From: aidotengineer
ChatGPT, despite being one of the fastest-growing applications in history, presents a confusing user experience, particularly concerning its interaction methods [00:00:00], [00:00:08]. While it offers both voice-to-text and voice-to-voice options, these feel like separate applications built by different companies [00:00:20], [00:01:18]. This phenomenon, termed “shipping the org chart” by Scott Hansselman, occurs when internal organizational structures are reflected in the disjointed user experience of a product [00:01:22], [00:01:42]. The result is a “science fair full of potential options” that lack cohesion [00:01:59].
Enhancing Multimodal Interaction
To address these issues, two key changes are proposed for apps like ChatGPT:
- Concurrent Voice and Text Interaction Allowing users to interact using both voice and text simultaneously [00:02:14].
- Intelligent Model Selection Smartly choosing the appropriate underlying AI model based on the user’s request [00:02:16].

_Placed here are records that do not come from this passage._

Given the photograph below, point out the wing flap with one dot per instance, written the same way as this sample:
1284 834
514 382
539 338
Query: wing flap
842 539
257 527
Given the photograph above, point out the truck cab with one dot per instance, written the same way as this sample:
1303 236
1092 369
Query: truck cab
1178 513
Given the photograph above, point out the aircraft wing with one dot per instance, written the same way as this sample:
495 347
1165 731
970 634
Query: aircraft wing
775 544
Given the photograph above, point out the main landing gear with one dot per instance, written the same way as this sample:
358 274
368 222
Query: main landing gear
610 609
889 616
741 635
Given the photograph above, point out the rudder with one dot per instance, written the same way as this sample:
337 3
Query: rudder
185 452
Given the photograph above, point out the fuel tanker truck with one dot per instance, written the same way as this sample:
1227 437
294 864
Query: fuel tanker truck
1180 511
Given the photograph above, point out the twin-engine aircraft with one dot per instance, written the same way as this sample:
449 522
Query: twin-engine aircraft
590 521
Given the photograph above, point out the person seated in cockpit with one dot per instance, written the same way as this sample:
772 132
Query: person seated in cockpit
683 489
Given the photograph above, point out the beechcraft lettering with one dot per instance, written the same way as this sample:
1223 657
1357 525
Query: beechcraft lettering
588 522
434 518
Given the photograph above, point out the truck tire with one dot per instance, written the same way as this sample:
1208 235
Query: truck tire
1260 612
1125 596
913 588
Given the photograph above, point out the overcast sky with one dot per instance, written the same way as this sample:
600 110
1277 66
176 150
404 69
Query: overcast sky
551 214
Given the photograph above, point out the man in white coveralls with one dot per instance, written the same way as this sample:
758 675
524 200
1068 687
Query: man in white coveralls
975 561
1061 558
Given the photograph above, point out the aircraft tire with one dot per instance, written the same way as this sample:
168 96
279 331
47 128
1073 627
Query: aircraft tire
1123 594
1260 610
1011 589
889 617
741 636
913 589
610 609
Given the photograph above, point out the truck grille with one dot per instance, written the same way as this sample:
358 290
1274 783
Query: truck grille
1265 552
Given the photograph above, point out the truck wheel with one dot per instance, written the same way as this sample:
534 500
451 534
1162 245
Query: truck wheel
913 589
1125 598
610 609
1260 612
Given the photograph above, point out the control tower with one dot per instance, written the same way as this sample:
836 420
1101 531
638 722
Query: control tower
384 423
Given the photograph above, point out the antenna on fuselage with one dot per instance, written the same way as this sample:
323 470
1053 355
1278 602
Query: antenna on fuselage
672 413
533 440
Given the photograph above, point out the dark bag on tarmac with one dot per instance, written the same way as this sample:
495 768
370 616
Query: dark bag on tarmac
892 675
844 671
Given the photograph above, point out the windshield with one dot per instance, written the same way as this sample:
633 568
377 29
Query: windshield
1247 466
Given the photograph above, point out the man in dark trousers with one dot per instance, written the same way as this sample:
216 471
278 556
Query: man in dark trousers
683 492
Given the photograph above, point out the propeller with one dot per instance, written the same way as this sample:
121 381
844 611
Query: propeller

These improvements can be achieved using off-the-shelf tools and AI-native development patterns [00:02:20]. For instance, “40 Realtime” can provide live audio chat, while “tool calls” can manage the rest [00:02:23], [00:02:26]. This allows the AI to send text for longer details like links or drafts, or hand off complex requests to a smarter model for a more detailed response [00:02:29], [00:02:34].
Redesigned User Interface
An improved interface for multimodal AI interaction would feature a dedicated voice button that transitions to a voice mode [00:02:40], [00:02:42]. Within this mode, alongside standard call controls (mute, end call), a new “chat” button would pull up a panel similar to a messaging app like iMessage [00:02:49], [00:02:51]. This allows users to text simultaneously while on a voice call, with call controls at the top, a reminder of the initial query, and a text response area for detailed outputs like email drafts [00:02:56], [00:03:00].
Adaptive AI Model Selection
The system’s ability to adapt to the complexity of a user’s query is crucial for building user experiences with AI [00:03:10]. For instance, in a developer tool like Warp Terminal, simple requests (e.g., “undo my last commit”) can be handled by a specific coding agent that runs commands [00:03:14], [00:03:21]. However, more complex questions (e.g., “refactor this entire codebase to use Flutter”) would trigger a reasoning model to generate a plan and ensure code functionality [00:03:30], [00:03:37]. This pattern, using heuristics, can hand off to a reasoning model for tasks requiring detailed pros and cons, indicating the thinking time, and returning a comprehensive response [00:03:44].
Implementation with APIs
Implementing multimodal models and multimodal AI agents can be done with off-the-shelf APIs [00:03:57]. An example demonstrates a user asking for a park link via voice, then querying its history. The AI responds with a link in text and a deeper historical overview, also in text [00:04:00], [00:04:10], [00:04:18], [00:04:25]. This relies on a “send chat message” tool, which intelligently sends details via text when appropriate, simply based on its description without complex system prompts [00:04:37], [00:04:46]. Similarly, for reasoning models, another tool is invoked when a user wants to “go deeper” on a topic, sending details to the model and allowing it to respond or dump information directly into the client [00:04:57], [00:05:01]. The source code for such an implementation is available on GitHub under “fix gpt” [00:05:13].